The Secrets of Ancient Baringo
THE culture and history of the people of Baringo County cannot be found in the general folk tales of the Kalenjin community of the Rift valley. It is best sought in the stories and traditions built around their own fact of existence in an area that is unique in many ways.
The uniqueness lies in its semi-arid conditions, in its locations, fauna and flora which have for years attracted travellers and traders from distant countries and who have in turn influenced and enriched the culture and history of Baringo. This uniqueness must have inspired the imagination and creativity of the early Man of Baringo and entranced the visitors and traders who have in turn enriched the culture of Baringo.
THE journey of Baringo starts in earnest probably more than six million years ago with an early man known by scientists as Orrorin tugenensis. His remains were discovered around the Tugen Hills in 2001.
Orrorin tugenensis, scientists believe, makes Tugen Hills the origin of Mankind and therefore a repository of world culture.
And instinctively human beings have been drawn to the hills since time immemorial. Among them were early traders.

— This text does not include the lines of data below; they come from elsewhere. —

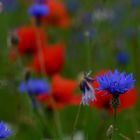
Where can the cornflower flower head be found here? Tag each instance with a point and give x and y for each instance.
(88, 93)
(4, 131)
(116, 84)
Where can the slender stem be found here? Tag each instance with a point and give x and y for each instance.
(114, 123)
(88, 49)
(115, 117)
(76, 121)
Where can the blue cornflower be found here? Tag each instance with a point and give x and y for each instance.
(88, 93)
(115, 83)
(122, 58)
(4, 131)
(38, 10)
(34, 86)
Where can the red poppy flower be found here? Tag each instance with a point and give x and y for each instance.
(103, 101)
(53, 59)
(61, 94)
(29, 39)
(57, 15)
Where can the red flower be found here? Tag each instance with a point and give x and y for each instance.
(61, 94)
(103, 101)
(53, 59)
(57, 15)
(29, 39)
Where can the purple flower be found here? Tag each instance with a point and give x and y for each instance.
(38, 10)
(4, 130)
(115, 83)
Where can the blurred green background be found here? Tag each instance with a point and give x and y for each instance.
(96, 52)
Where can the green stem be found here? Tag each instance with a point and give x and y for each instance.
(114, 123)
(76, 121)
(88, 51)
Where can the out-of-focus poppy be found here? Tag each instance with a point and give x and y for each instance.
(127, 100)
(57, 15)
(29, 38)
(61, 94)
(53, 59)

These early traders were Indians who brought along with them the famous tamarind trees of Tugen Hills. Then there were Arab slave dealers whose presence was immortalized by naming the trees brought by the Indians as tamarid tree.
Early trade also involved ivory, cowries shells , gold brass and hides.
The connection with traders from the coast of Kenya is something treasured by the Tugens of Baringo. In deed, a recent cultural festival held at the site of Koroto— a slave and trading center – featured ‘Lamu eyes’ traditionally nailed to the front of a dhow to keep away the evil eye.
Lamu’s Evil Eye
Following hot on the heels of the Arabs were the Europeans led by the famous explorer Joseph Thomson in 1883. But it was colonialism that brought in a flood of Europeans especially administrators, educationists and Christians whose influence was much far-reaching. Many places in Baringo—including the capital town of Kabarnet—were named for some of these influential Europeans.
Other unique things are the great lakes—lakes Baringo and Bogoria. They are not just lakes in the great valley, they are unique in their own ways, making them a pivotal point for a variety of activities in Baringo County and beyond.